Anyway, Mum gave up flying and became a full-time hausfrau, while Dad went on doing whatever he did, quite
successfully, at the Radio Corporation of America. Then, just when things
looked rosy, I had to come down with a case of acute appendicitis that, thanks
to a bungled operation, turned into near-fatal peritonitis from which I
miraculously recovered—and “miraculously” is no exaggeration. One of the
doctors was overheard by my understandably distraught parents to say “poor kid,
he’s had it” as they wheeled me into the operating room. My blood pressure, you
see, was down around corpse level, and there was no detectable pulse. Three
weeks later, minus an appendix, I returned
unsteadily to the family house at 931, Swan Avenue and was promptly lunged at
outside the front door by a cottonmouth or water moccasin that had blown in
from the Everglades during one of Miami’s daily tropical downpours and was
trying to vent its irritation on the nearest human. It missed, fortunately. Dad
decapitated it with a shovel, quite heroically if you ask me because the
bastard seemed to extend halfway around the block, like a sea serpent from The
Arabian Nights. I’ve had dreams about it ever since.

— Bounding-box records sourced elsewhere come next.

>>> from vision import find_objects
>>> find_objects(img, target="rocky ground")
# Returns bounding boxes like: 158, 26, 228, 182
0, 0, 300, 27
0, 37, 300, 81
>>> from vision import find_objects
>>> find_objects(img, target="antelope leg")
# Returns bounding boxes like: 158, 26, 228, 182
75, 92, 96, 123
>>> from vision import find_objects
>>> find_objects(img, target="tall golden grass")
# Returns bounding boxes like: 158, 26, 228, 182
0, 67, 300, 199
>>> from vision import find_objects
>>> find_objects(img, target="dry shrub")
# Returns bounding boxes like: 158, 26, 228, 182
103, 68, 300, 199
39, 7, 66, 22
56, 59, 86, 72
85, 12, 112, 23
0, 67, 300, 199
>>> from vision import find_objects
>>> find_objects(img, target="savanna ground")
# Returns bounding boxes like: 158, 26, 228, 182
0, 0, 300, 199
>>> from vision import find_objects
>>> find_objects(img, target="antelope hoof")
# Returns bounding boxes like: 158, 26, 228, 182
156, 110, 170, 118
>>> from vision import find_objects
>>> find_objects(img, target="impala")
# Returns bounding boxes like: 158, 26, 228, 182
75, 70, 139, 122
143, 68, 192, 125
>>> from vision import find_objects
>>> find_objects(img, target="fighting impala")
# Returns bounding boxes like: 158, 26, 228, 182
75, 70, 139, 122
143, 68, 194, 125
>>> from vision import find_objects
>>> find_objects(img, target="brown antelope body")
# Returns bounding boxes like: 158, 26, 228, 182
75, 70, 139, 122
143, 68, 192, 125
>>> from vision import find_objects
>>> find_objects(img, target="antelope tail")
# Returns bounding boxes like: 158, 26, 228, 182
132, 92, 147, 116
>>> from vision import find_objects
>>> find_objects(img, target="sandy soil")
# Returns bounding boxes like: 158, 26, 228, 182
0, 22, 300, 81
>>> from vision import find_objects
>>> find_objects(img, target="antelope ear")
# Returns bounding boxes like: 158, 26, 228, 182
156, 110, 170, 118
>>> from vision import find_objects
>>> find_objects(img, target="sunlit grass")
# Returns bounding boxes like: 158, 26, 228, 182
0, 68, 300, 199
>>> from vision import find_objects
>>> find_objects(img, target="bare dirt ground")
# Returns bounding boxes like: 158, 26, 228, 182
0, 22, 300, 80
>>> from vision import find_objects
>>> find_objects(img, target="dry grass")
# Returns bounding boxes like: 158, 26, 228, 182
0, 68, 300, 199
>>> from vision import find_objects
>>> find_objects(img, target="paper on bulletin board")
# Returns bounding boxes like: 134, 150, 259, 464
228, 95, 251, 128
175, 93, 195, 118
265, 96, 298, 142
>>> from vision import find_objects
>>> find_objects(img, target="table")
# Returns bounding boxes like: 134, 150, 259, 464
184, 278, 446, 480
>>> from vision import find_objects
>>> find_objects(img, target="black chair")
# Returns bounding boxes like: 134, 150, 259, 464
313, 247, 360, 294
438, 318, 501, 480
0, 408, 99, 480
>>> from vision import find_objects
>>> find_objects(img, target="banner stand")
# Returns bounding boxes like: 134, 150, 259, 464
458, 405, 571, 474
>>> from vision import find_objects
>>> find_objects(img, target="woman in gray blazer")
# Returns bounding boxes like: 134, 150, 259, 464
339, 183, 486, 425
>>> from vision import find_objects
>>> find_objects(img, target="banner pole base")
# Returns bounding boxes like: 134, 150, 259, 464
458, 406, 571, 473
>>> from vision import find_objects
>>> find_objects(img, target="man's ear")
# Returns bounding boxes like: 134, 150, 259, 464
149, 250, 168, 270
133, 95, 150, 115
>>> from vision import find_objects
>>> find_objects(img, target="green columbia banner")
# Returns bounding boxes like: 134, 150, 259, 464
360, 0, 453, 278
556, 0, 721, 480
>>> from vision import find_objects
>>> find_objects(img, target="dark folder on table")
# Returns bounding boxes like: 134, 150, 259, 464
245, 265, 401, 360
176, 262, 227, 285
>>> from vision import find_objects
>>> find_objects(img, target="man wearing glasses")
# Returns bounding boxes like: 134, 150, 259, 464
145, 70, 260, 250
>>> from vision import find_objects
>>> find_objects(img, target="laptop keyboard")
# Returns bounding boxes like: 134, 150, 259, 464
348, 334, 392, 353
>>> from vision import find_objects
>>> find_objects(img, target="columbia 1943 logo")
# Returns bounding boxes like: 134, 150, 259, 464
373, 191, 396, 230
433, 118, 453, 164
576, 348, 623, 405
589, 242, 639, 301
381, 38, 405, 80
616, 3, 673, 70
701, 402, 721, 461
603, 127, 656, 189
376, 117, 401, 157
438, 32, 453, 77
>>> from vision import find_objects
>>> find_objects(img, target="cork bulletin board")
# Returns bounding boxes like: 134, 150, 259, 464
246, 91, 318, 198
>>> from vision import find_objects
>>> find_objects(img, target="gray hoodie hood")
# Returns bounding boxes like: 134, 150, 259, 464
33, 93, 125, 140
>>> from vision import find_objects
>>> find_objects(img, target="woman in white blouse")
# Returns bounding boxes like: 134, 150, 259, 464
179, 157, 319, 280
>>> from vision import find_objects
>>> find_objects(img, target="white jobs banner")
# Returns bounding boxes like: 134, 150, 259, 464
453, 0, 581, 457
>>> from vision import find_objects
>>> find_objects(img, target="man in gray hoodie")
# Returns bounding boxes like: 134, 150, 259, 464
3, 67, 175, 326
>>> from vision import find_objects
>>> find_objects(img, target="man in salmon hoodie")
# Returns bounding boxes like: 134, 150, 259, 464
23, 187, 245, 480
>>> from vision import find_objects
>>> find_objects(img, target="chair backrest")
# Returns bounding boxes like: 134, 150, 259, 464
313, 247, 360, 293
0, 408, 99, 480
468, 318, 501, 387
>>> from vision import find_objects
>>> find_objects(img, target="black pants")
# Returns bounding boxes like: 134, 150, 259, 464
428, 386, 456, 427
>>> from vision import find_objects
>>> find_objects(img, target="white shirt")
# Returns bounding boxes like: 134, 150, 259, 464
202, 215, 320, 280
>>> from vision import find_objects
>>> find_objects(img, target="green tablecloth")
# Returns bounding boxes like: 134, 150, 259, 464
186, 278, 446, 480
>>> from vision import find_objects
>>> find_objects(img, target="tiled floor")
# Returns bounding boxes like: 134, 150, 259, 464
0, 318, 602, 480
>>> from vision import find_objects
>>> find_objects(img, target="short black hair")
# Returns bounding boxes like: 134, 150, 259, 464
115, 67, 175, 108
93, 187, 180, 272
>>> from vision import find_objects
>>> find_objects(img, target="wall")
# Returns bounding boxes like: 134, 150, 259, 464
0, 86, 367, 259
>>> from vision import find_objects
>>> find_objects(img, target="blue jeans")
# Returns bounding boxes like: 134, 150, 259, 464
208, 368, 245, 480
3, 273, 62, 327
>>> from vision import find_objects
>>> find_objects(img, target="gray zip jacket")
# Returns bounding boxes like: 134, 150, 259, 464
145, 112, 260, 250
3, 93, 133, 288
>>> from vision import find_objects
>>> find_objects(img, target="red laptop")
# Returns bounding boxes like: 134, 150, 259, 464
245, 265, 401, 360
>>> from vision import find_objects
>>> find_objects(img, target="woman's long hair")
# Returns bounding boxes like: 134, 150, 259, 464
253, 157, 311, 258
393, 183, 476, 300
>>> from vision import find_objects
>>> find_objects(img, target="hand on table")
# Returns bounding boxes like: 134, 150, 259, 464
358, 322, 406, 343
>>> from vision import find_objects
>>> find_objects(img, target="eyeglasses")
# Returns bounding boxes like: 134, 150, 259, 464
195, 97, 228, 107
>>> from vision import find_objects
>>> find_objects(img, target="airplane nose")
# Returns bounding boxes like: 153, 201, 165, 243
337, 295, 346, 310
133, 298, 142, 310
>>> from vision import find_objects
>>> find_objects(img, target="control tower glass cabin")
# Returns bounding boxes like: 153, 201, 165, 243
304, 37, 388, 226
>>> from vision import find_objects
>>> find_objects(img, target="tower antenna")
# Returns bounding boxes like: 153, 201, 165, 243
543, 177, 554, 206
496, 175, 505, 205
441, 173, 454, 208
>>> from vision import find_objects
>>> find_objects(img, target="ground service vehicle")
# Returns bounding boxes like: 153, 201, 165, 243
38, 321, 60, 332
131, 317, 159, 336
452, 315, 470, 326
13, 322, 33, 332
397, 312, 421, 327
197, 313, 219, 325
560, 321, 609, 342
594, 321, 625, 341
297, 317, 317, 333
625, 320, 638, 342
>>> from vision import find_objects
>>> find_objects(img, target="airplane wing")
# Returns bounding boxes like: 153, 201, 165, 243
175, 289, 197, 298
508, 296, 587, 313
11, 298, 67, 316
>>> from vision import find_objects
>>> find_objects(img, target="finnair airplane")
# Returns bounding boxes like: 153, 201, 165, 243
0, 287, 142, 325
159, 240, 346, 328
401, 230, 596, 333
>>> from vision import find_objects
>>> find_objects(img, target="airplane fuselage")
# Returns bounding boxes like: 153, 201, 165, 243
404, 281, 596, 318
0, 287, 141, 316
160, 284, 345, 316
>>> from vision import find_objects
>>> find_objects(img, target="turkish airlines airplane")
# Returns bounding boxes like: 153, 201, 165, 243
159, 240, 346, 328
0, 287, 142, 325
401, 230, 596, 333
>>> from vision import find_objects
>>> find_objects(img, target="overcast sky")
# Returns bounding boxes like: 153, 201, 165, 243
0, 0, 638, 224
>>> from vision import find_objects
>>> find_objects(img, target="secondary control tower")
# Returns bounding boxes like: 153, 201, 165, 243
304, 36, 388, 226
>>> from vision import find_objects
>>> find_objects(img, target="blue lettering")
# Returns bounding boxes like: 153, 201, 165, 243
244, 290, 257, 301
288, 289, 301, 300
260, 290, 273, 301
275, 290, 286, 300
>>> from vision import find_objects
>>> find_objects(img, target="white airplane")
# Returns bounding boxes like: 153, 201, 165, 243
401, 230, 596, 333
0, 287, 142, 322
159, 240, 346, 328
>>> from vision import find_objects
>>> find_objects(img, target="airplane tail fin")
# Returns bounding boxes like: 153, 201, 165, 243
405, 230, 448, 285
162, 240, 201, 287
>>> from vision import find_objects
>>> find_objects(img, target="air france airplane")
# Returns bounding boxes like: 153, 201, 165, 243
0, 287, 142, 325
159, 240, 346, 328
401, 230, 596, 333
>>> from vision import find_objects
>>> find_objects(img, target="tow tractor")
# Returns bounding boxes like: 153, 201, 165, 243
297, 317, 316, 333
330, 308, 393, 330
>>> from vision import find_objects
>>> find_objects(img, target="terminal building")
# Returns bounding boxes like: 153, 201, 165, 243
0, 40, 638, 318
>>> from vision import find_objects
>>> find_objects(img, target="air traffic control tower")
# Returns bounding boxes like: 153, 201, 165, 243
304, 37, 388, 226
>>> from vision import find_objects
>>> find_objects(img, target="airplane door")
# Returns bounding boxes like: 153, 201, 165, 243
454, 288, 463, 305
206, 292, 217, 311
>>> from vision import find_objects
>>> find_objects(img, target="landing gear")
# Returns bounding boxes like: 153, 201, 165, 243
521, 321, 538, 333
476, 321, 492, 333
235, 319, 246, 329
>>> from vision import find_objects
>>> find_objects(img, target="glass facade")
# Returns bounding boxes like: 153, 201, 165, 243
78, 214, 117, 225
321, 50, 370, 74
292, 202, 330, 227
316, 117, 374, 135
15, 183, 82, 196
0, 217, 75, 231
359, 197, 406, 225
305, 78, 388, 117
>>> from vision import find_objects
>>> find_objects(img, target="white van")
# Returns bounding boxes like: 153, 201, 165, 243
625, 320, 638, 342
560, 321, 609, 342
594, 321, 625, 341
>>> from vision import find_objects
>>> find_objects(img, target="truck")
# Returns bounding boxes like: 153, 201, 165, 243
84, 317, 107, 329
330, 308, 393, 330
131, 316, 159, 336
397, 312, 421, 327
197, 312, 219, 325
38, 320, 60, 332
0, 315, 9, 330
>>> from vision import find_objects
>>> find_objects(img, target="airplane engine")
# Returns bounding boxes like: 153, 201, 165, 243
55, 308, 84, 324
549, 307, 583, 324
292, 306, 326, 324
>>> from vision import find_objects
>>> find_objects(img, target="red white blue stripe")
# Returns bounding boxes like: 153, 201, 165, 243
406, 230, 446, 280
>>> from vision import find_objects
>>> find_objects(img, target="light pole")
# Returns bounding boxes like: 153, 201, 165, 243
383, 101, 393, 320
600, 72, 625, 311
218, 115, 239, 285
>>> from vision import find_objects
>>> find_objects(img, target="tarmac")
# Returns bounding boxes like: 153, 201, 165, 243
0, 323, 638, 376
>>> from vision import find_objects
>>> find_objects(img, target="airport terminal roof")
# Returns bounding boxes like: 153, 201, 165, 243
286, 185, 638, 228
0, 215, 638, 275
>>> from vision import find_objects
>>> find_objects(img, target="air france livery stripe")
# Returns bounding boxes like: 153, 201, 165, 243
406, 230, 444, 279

Perhaps this confluence of near-disasters decided
Dad that a change would be as good as a feast. He’d risen high enough at the
RCA to get sent to Paris, and it was from there, on an impulse, that he
summoned Mum and me across the Atlantic on the Cunard liner Queen Elizabeth, sailing from New York to
Cherbourg via Southampton, in September of 1956. (Ironically, he'd sailed across on the same liner, in '44,
when it was a troopship in the service of the allied navies.)